Manjil

Disk Drives

It's the most important topic we gonna discuss and it is complex tooo.....

Each layer of data requires a different type of analysis. Especially, disks and file systems analysis is divided into four layers:

→ Physical media

→ Volume

→ File System

→ Application and OS

Hard Disk Drives:

Hard disk drive is a storage unit that uses magnetic storage to store and retrieve digital data.

How Magnetic storage store data?

The hard drive contains spinning platter with a thin magnetic coating. A “head” moves over the platter, writing 0’sa and 1’s as tiny areas of magnetic North or South on the platter. To read the data back, the head goes to the same spot, notices the North and South spots flying by, and so deduces the stored 0’s and 1’s.

HDD Characteristics:

There are many components **of HDD but the mainly interested **four are:

→ Platter - Similar to plate, it is the one that store the digital data.
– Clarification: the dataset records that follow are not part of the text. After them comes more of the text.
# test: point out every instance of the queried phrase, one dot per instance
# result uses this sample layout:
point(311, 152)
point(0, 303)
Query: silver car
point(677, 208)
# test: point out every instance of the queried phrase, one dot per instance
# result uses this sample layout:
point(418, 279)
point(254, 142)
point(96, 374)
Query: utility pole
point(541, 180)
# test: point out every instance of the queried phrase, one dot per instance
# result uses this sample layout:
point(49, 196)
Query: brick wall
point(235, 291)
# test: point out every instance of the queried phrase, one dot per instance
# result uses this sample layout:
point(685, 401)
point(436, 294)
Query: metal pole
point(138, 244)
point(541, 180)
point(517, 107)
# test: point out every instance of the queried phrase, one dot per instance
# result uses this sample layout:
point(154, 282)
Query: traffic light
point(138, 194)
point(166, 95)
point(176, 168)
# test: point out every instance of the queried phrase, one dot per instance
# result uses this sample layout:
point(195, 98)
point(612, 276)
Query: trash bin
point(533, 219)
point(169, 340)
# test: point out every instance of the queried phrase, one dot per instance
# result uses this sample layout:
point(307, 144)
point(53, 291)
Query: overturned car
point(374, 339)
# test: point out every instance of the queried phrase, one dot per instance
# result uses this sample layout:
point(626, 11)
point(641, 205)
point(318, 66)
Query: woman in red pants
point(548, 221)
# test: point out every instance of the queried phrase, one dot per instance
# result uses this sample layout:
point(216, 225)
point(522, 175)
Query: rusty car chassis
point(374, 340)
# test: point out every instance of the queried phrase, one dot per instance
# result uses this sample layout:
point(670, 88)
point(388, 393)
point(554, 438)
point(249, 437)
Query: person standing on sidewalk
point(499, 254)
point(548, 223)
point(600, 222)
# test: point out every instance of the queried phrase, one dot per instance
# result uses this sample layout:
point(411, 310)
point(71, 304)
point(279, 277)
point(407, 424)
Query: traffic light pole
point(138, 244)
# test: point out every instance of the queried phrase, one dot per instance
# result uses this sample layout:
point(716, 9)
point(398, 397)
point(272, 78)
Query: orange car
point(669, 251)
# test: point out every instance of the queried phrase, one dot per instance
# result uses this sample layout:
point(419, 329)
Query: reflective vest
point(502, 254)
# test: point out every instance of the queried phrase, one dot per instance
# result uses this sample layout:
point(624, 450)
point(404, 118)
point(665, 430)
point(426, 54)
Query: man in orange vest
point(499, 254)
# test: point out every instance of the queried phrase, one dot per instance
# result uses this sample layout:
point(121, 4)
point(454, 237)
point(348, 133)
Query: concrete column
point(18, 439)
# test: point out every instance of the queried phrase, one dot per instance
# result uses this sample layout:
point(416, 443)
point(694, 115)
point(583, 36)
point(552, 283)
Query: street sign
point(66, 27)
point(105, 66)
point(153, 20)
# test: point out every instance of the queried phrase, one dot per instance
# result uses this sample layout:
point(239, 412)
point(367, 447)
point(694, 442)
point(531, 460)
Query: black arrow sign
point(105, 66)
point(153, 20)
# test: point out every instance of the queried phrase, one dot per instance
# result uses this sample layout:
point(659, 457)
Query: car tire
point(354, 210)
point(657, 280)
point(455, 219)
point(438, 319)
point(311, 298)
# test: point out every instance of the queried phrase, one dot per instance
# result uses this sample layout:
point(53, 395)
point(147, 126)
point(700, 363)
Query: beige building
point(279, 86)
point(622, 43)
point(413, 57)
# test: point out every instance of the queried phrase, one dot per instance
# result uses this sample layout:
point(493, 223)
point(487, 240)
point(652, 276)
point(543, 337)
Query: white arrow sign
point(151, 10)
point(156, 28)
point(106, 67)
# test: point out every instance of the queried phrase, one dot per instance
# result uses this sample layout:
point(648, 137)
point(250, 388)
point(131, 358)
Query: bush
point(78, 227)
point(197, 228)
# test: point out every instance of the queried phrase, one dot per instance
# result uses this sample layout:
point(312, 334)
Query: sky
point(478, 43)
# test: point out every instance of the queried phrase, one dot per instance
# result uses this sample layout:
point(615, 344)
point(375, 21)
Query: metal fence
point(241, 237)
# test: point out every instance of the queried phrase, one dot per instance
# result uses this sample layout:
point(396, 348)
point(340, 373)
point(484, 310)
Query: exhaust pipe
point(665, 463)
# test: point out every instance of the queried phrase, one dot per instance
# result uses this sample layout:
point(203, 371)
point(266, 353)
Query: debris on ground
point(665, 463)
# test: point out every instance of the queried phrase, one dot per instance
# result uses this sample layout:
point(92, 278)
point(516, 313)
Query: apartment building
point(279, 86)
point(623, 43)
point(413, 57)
→ Spindle - Used to mount (Carry) platters and spin them.

→ Head - This part is concerned with reading from or writing on the platter.

→ IDE Connector - It is the interface connector used to connect the HDD to the main board (its type is IDE)

Other characteristics :

→ Actuator: A mechanical arm that moves the head for reading and writing in an axis direction.

→ Power Connector: Connecting power source to the drive.

→ Jumper Block: Small conductors used to configure the hard disk drive priority connected to the same cable.

Modern HDD are constructed from a number of Platters, not just a one. And all the platters are placed in single spindle.

Cylinder: From figure, if we select a track number 1 on first platter, and track number 1 on second platter, and so on, this will form what we call a cylinder. So, the cylinder is the respective circular tracks aligned (to get into line) through the stack of platters.

That means, the number of cylinders is equal to the number of tracks available on the disks.

Each platter has two heads, one from each side.

Each platter is divided into the number of tracks, just like a circular path. And each tracks is divided into number of sectors. As in fig:

[Note: On an IBM-PC Compatible, there is 63 sectors , as six bits used for no of sectors]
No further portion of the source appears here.